Geography and Altitude
Coffee is produced across the country from 750 meters outside Bujumbura to 2000 meters in the northern areas of Kayanza and Ngozi--our personal two favorite areas. We have been buying from 1700 to 2000 meter coffees for many years.
Cafe Imports Strengthens Position in Europe and Australia
In an effort to make high-end specialty coffee available to more people around the globe Café Imports has been warehousing coffee in London and Melbourne the past several years. We will maintain a permanent position for roasters to order from.

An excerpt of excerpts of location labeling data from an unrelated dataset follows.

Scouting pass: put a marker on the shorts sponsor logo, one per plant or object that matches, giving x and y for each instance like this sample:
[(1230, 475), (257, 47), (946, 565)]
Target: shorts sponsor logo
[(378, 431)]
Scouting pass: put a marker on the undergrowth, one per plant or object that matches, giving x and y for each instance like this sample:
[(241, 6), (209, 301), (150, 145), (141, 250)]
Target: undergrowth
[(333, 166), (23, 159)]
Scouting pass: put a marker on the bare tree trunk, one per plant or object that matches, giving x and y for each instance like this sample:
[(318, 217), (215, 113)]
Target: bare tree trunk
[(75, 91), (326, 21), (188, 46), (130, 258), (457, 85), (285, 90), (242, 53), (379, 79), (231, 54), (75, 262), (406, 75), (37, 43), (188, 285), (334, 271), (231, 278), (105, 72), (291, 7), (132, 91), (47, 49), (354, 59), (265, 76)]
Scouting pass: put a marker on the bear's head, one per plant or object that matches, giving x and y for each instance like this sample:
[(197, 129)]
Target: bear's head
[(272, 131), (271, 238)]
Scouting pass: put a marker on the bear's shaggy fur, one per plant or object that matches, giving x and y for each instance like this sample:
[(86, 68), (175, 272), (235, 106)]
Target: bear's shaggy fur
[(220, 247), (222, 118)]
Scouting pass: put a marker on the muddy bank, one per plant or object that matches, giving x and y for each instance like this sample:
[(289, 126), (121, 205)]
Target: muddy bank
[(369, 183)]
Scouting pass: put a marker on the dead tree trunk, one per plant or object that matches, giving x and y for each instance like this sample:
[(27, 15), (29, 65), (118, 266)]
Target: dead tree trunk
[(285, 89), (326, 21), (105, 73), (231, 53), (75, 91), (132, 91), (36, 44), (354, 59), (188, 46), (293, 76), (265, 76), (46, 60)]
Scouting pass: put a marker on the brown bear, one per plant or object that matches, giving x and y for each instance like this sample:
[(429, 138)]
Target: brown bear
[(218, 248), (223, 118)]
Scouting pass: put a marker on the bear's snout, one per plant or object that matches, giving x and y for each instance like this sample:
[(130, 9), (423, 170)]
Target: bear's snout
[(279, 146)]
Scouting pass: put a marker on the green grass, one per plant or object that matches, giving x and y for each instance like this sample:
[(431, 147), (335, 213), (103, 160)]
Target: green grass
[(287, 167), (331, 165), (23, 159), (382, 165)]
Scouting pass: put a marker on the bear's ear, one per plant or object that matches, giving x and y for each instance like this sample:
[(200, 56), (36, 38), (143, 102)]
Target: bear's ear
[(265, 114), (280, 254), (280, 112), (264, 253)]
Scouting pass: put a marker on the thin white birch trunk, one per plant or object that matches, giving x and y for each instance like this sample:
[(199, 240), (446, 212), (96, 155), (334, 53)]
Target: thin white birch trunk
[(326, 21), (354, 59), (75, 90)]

A full container of various Colombian microlots from the region of Nariño just landed in London and are available now. Nariño is in the south of Colombia in close proximity to Huila and bordering Ecuador. These coffees exhibit a classic southern-Colombia profile. The IDs for these coffees are: P3762-3767 and appear as “Eniti Limited UK” in our online offerings.
http://tinyurl.com/EnitiLtdOfferings
In the next couple of months we will stock our Australian warehouse with a couple of new coffees. The first two offerings will be a full container of our Brazil Yellow Bourbon, traceable to a specific farm, and a full container of our Colombia Los Naranjos from San Agustin, Huila.